Carol and Mike's Place

Chapter Thirty

February 27, 2020

Dear Readers,

As I sit in my garret on a late Sunday afternoon, it occurs to me that there are three things you need in order to live life fully: a sense of what's right (which begins, of course, with parental praise and punishment while you're still a baby); a sense of community (and the importance of your place in it); and many, many smart choices between good and bad behavior as you use up your allotted time on Earth.

(I'm convinced our days are numbered. I know in my aging bones that mine are.)

Pretty deep, huh? Well, that's what happens after a full meal, with peace of mind and ample time, as the sun sets, to simply tickle the computer keys and see what words about human existence appear on the screen.

I may have previously bored you stiff with constant reminders of my unbelievable luck.
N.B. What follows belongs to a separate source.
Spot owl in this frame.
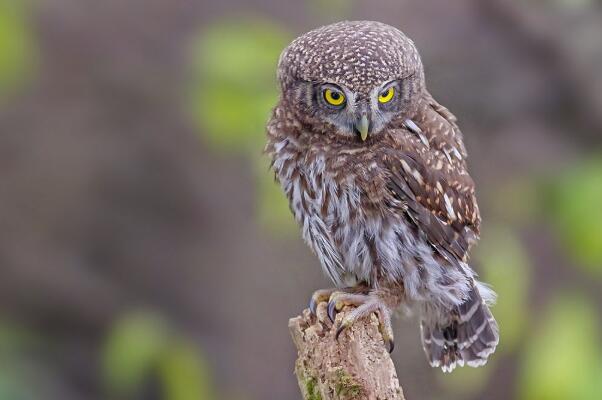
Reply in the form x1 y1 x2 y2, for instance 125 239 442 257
266 21 499 372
Oh, hell, I know I did. Sorry, and I won't revisit all the breaks I got in life (and am still getting). I will just tell you a (fairly) quick story about something that happened to me last week as I scurried around to make myself useful as a live-in caregiver to an old woman (Robin, my kid sister, a.k.a. Rawbaw within our tribe) and her funky dawg (Brooke), here in Appleton, Wisconsin.
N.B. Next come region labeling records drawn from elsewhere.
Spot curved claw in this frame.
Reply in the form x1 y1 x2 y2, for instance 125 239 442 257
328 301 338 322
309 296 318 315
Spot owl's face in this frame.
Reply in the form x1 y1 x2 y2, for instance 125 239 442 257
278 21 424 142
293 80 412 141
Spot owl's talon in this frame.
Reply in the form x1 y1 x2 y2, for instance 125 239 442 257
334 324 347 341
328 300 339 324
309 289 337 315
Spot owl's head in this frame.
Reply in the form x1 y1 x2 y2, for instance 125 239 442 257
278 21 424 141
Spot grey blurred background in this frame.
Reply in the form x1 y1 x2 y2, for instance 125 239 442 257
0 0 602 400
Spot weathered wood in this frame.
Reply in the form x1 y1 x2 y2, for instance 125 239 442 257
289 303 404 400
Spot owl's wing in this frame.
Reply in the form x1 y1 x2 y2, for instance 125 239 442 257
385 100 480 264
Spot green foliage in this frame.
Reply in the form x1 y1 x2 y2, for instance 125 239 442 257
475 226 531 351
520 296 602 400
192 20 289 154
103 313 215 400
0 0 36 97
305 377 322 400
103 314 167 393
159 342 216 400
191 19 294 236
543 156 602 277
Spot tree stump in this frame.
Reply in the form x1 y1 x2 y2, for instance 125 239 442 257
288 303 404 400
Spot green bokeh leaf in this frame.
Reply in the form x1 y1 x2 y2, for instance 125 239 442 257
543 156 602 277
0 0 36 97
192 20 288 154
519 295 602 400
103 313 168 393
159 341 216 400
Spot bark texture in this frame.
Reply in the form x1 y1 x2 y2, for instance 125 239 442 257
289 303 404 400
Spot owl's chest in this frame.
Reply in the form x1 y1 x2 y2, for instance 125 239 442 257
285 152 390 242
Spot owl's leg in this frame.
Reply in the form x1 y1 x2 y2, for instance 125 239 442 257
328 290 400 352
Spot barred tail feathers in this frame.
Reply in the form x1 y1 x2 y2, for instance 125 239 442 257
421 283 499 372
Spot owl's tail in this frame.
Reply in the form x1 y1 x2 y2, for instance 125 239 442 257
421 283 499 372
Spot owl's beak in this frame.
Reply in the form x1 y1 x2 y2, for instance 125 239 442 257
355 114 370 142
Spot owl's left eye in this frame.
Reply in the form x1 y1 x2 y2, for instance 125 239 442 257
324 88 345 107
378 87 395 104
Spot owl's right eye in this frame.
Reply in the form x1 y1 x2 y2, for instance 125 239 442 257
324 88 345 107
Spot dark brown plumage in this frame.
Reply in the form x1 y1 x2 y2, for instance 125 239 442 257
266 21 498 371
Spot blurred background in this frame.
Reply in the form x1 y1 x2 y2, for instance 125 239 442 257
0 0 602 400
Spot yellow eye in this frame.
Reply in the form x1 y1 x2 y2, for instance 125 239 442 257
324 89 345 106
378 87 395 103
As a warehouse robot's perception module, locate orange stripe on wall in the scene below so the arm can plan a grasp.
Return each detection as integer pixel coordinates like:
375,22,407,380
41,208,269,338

It just may illustrate that life can be beautiful until your last breath.

I got a call from a woman across town who has been Robin's friend for nearly a lifetime. Linda wanted to drop by and give Robin a photo of Robin's three sons. As usual, Linda had only a few minutes to drop it off, because she is a classical musician in great demand and usually on her way to perform as pianist somewhere local when she stops in here. I told her that Robin was napping, but I could pop out to her car and take the photo from her to give to Robin later.
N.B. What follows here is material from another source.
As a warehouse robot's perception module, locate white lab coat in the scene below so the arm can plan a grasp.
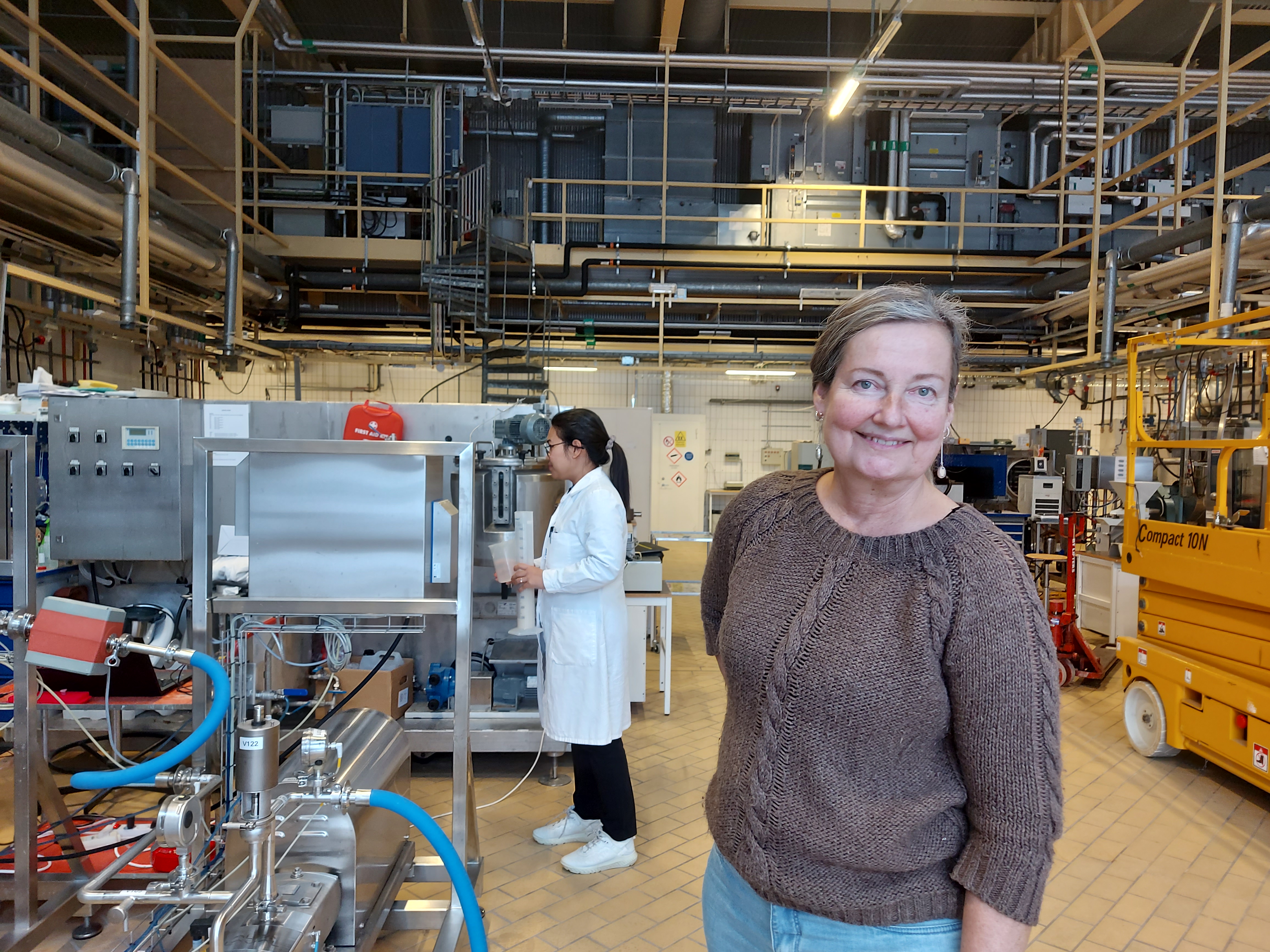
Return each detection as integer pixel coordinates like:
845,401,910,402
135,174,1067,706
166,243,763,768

When she got here, she handed me a framed photo of three incredibly handsome young men. They were all taller than trees, and the youngest man, in the middle, even taller than his two older brothers flanking him, was dressed to marry. They all exuded the optimism of youth and the confidence of happy endings.

These guys were obviously celebrating life, and the click of the camera caught it all. But, with this fabulous photo in my grasp, and having seen Linda off to her concert somewhere, I had doubts about sharing it with Robin. Justin, the joyful groom in the middle of that shot, was taken from her four years ago by pancreatic cancer. Knowing that she still weeps about his death, I had my doubts about giving her the photo.

But who was I to make such a decision? I took the photo upstairs and agonized about what to do with it. Then I took a leap of faith and showed it to her when she rose from her nap.

She cried.

But, among the tears of grief were tears of happiness that she had birthed, known, and nurtured Justin for over four decades.

She dried her eyes and commented on how thoughtful it was of Linda to give her that wedding picture of her youngest son. She asked me to remind her to call Linda, so she could thank her appropriately, too. I have since lined up a call to Linda for tomorrow at mid-morning, when she is at home, practicing for another concert.

I guess the moral to this story is to always go with your sense of what is right.

That photo made Robin's day.

It also helped her realize that life goes on, and — all things considered — that life, with all its ups and downs, is something that none of us should miss.